Oleyl alcohol avoids product toxicity
Oleyl alcohol has been widely used as an extraction agent in ABE fermentation but has not been tested with gaseous substrates. We therefore cultivated cells in modified minimal medium with syngas as above, but also added 5% (v/v) oleyl alcohol and 100 mM hexanol. Both C. carboxidivorans P7 and C. ljungdahlii were able to grow robustly, confirming that oleyl alcohol does not impair growth even with gaseous substrates and is able to detoxify the medium with hexanol titers of at least twice the concentration soluble in water. However, the oleyl alcohol formed microscopic bubbles or vesicles that increased the optical density of the medium over time (data not shown), so it was not possible to collect accurate values directly. For subsequent experiments, cells were therefore harvested and washed by centrifugation before OD600 values were determined.
In-line hexanol extraction during fed-batch bottle fermentation
To evaluate the effect of the extraction solvent on product formation, fed‑batch bottle fermentations were carried out in the presence or absence of 4% (v/v) oleyl alcohol. We inoculated C. carboxidivorans P7 cultures into 25 mL medium in 250-mL serum flasks and fed them with syngas (65% CO, 15% CO2, 15% N2, 5% H2) at 1 bar overpressure, with gas-phase renewal every 24 h for 4 days. After 3 further days, the final OD600 values were 5.7 ± 0.3 in the control culture and 5.9 ± 0.6 in the culture containing 4% (v/v) oleyl alcohol, confirming our earlier observation that oleyl alcohol does not affect growth. The experiments were carried out at 30 °C because this supported stable growth and approximately doubled the hexanol titers compared to growth at 37 °C (data not shown). Cells in the exponential growth phase produced mostly acetate and ethanol, and later butyrate and butanol. Hexanol production started during the late exponential to early stationary phase, and the acetate and ethanol titers decreased (Figure 3).
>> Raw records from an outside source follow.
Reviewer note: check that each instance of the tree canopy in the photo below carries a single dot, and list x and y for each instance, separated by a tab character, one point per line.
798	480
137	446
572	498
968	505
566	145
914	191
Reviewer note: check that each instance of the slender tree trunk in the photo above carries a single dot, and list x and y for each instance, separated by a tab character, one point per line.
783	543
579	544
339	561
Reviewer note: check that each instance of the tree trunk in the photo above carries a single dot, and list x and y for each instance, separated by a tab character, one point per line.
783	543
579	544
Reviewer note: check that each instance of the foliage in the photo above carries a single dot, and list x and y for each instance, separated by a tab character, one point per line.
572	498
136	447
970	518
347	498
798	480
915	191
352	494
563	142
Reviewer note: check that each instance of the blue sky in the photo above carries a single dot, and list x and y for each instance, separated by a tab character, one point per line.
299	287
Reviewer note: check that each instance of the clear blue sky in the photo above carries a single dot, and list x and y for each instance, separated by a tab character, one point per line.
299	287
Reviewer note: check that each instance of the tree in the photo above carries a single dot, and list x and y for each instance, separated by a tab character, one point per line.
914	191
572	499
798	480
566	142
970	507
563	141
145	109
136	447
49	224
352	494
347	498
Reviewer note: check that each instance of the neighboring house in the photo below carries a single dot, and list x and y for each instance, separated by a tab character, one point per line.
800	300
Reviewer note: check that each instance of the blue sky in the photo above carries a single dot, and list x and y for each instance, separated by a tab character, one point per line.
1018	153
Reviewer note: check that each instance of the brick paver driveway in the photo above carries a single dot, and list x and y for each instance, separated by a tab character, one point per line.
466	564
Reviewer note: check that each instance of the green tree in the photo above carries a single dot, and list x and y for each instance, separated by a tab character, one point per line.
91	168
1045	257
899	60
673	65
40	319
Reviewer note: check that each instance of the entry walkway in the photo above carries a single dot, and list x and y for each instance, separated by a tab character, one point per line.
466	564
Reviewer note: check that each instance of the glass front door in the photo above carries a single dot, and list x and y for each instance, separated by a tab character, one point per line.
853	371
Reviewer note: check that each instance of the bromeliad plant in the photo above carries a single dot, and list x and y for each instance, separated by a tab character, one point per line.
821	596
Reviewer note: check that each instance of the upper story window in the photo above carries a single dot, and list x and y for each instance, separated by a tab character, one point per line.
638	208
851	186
The final hexanol titers in the aqueous phase after 7 days were 9.4 ± 2.5 mM in the control culture and 7.0 ± 0.6 in the culture containing 4% oleyl alcohol, whereas the titers of all other fermentation products were similar in both cultures (Figure 4A). In the oleyl alcohol phase, the hexanol concentration was 436 ± 101 mM (Figure 4B), corresponding to 17.4 mM for the entire culture volume. When added to the 7.0 mM hexanol in the aqueous phase, the overall hexanol titer was 24.4 mM, representing a 2.5-fold increase compared to the control without oleyl alcohol. Two thirds of the total hexanol was found in the oleyl alcohol phase, corresponding to a concentration factor of 60 over the aqueous phase. In addition to hexanol, the oleyl alcohol phase contained 100.3 ± 17.8 mM butanol (concentration factor = 5.4) and traces of caproate (Figure 5). These findings not only confirm that oleyl alcohol is an efficient hexanol extraction solvent during the fermentation of syngas, but also shows its positive effect on hexanol titers by removing the toxic product from the fermentation broth.